The online version of this article (doi:10.​1186/​s12885-017-3179-7) contains supplementary material, which is available to authorized users.



Breast cancer is the main cause of mortality among women. The disease presents high recurrence mainly due to incomplete efficacy of primary treatment in killing all cancer cells. Photodynamic therapy (PDT), an approach that causes tissue destruction by visible light in the presence of a photosensitizer (Ps) and oxygen, appears as a promising alternative therapy that could be used adjunct to chemotherapy and surgery for curing cancer. However, the efficacy of PDT to treat breast tumours as well as the molecular mechanisms that lead to cell death remain unclear.

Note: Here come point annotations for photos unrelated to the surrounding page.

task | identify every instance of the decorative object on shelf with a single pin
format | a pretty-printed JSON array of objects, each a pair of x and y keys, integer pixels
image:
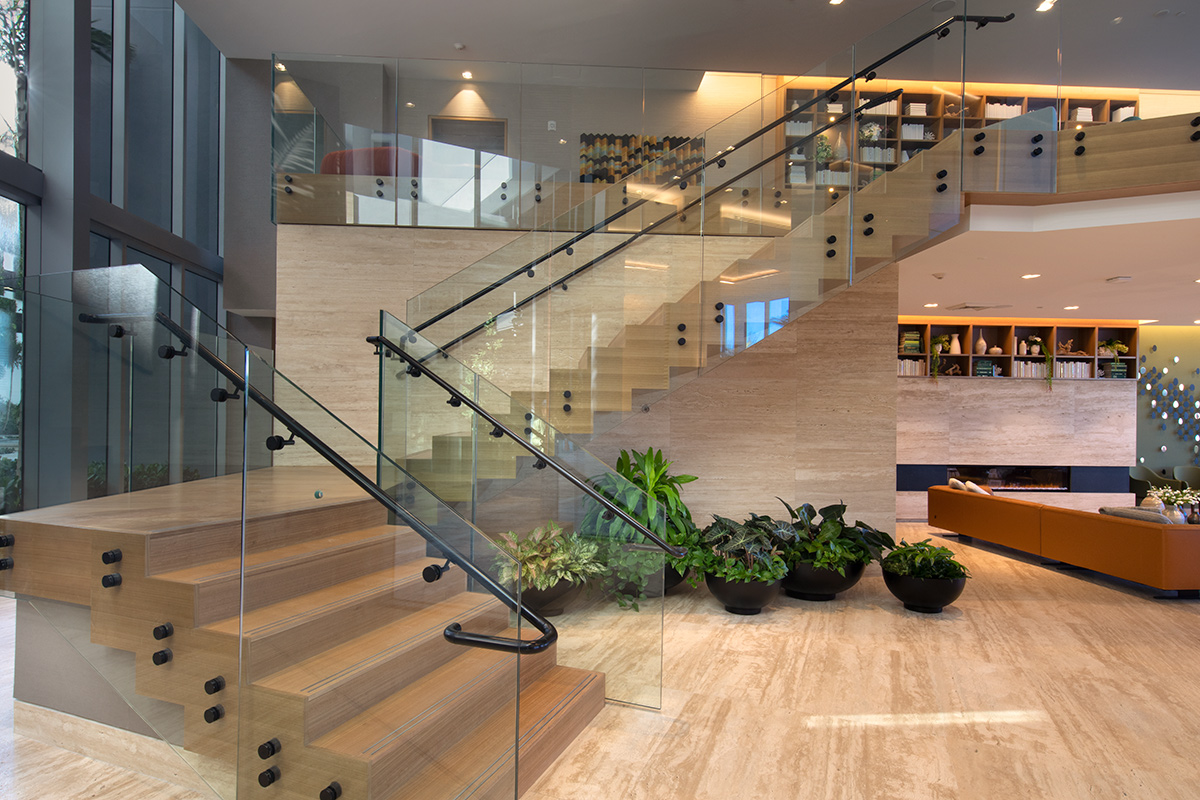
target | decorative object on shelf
[
  {"x": 870, "y": 132},
  {"x": 1111, "y": 348},
  {"x": 935, "y": 358},
  {"x": 923, "y": 576},
  {"x": 825, "y": 150}
]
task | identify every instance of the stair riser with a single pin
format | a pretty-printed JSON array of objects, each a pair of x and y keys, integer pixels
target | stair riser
[
  {"x": 269, "y": 649},
  {"x": 271, "y": 583},
  {"x": 203, "y": 543},
  {"x": 425, "y": 741}
]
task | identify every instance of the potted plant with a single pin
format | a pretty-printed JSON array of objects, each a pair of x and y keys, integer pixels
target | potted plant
[
  {"x": 1111, "y": 348},
  {"x": 923, "y": 576},
  {"x": 828, "y": 555},
  {"x": 551, "y": 564},
  {"x": 742, "y": 563},
  {"x": 643, "y": 486},
  {"x": 936, "y": 344}
]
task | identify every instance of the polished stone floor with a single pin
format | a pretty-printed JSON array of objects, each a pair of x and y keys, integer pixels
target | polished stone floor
[{"x": 1035, "y": 684}]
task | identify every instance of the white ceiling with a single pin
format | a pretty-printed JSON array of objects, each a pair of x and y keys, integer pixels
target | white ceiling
[
  {"x": 1075, "y": 248},
  {"x": 1147, "y": 43}
]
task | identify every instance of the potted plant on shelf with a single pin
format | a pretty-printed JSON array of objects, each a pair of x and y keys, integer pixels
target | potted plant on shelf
[
  {"x": 936, "y": 344},
  {"x": 1111, "y": 349},
  {"x": 742, "y": 563},
  {"x": 643, "y": 486},
  {"x": 551, "y": 564},
  {"x": 923, "y": 576},
  {"x": 828, "y": 555}
]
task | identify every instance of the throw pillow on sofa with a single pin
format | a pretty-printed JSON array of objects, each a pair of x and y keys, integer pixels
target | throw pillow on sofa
[{"x": 1145, "y": 515}]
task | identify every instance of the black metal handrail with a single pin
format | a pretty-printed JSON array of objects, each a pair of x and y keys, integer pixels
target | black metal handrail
[
  {"x": 497, "y": 426},
  {"x": 867, "y": 73},
  {"x": 653, "y": 226},
  {"x": 454, "y": 631}
]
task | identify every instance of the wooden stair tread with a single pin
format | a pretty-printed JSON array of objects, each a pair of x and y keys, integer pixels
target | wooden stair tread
[
  {"x": 372, "y": 733},
  {"x": 346, "y": 594},
  {"x": 317, "y": 673},
  {"x": 232, "y": 566},
  {"x": 480, "y": 759}
]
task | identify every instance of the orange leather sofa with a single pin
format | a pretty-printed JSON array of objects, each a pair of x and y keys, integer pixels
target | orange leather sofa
[{"x": 1164, "y": 557}]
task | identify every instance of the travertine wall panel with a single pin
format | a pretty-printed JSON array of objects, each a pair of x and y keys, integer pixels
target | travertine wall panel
[{"x": 1011, "y": 422}]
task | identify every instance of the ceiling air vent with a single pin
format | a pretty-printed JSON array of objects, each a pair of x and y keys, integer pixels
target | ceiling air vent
[{"x": 977, "y": 306}]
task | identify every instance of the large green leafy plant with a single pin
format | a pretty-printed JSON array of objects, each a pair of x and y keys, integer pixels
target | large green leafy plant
[
  {"x": 547, "y": 555},
  {"x": 828, "y": 542},
  {"x": 643, "y": 487},
  {"x": 742, "y": 551},
  {"x": 924, "y": 560}
]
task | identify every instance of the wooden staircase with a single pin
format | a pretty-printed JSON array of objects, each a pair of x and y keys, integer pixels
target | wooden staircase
[
  {"x": 682, "y": 336},
  {"x": 342, "y": 660}
]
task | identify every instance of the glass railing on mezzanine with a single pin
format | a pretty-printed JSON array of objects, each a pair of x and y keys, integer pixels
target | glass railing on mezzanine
[{"x": 635, "y": 292}]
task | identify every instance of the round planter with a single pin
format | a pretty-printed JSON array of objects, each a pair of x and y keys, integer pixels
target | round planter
[
  {"x": 807, "y": 582},
  {"x": 742, "y": 596},
  {"x": 550, "y": 602},
  {"x": 924, "y": 595}
]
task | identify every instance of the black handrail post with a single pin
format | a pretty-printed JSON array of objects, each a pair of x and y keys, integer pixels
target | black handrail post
[{"x": 453, "y": 632}]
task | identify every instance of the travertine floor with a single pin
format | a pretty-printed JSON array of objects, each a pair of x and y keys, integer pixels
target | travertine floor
[{"x": 1036, "y": 684}]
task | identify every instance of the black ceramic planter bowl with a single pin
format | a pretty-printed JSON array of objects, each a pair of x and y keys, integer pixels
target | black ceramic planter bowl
[
  {"x": 550, "y": 602},
  {"x": 742, "y": 596},
  {"x": 924, "y": 595},
  {"x": 807, "y": 582}
]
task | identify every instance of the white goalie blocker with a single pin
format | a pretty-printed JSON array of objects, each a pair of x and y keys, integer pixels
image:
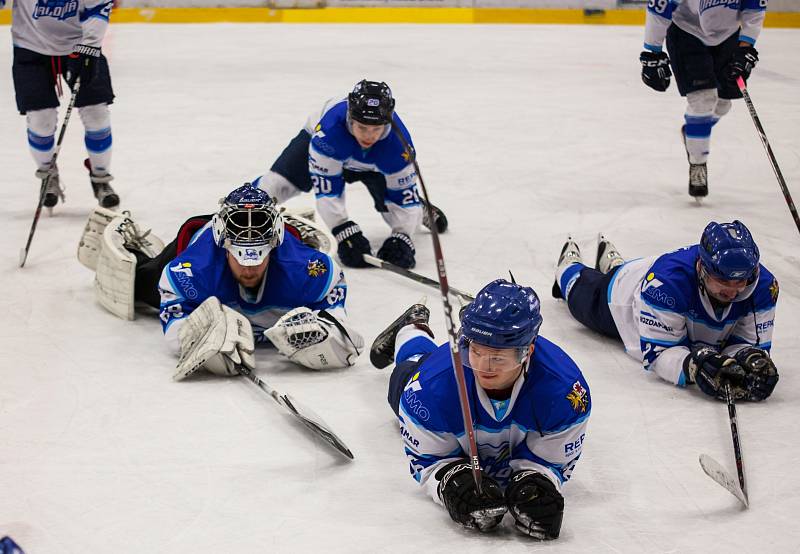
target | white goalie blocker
[
  {"x": 216, "y": 338},
  {"x": 103, "y": 245},
  {"x": 316, "y": 340}
]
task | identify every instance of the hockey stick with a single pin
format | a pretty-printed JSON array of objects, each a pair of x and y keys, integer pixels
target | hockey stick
[
  {"x": 306, "y": 416},
  {"x": 715, "y": 470},
  {"x": 455, "y": 355},
  {"x": 763, "y": 135},
  {"x": 377, "y": 262},
  {"x": 23, "y": 253}
]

In this study, we assessed the cell-killing potential of PDT using methylene blue (MB-PDT) in three breast epithelial cell lines that represent non-malignant conditions and different molecular subtypes of breast tumours. Cells were incubated in the absence or presence of MB and irradiated or not at 640 nm with 4.5 J/cm2. We used a combination of imaging and biochemistry approaches to assess the involvement of classical autophagic and apoptotic pathways in mediating the cell-deletion induced by MB-PDT. The role of these pathways was investigated using specific inhibitors, activators and gene silencing.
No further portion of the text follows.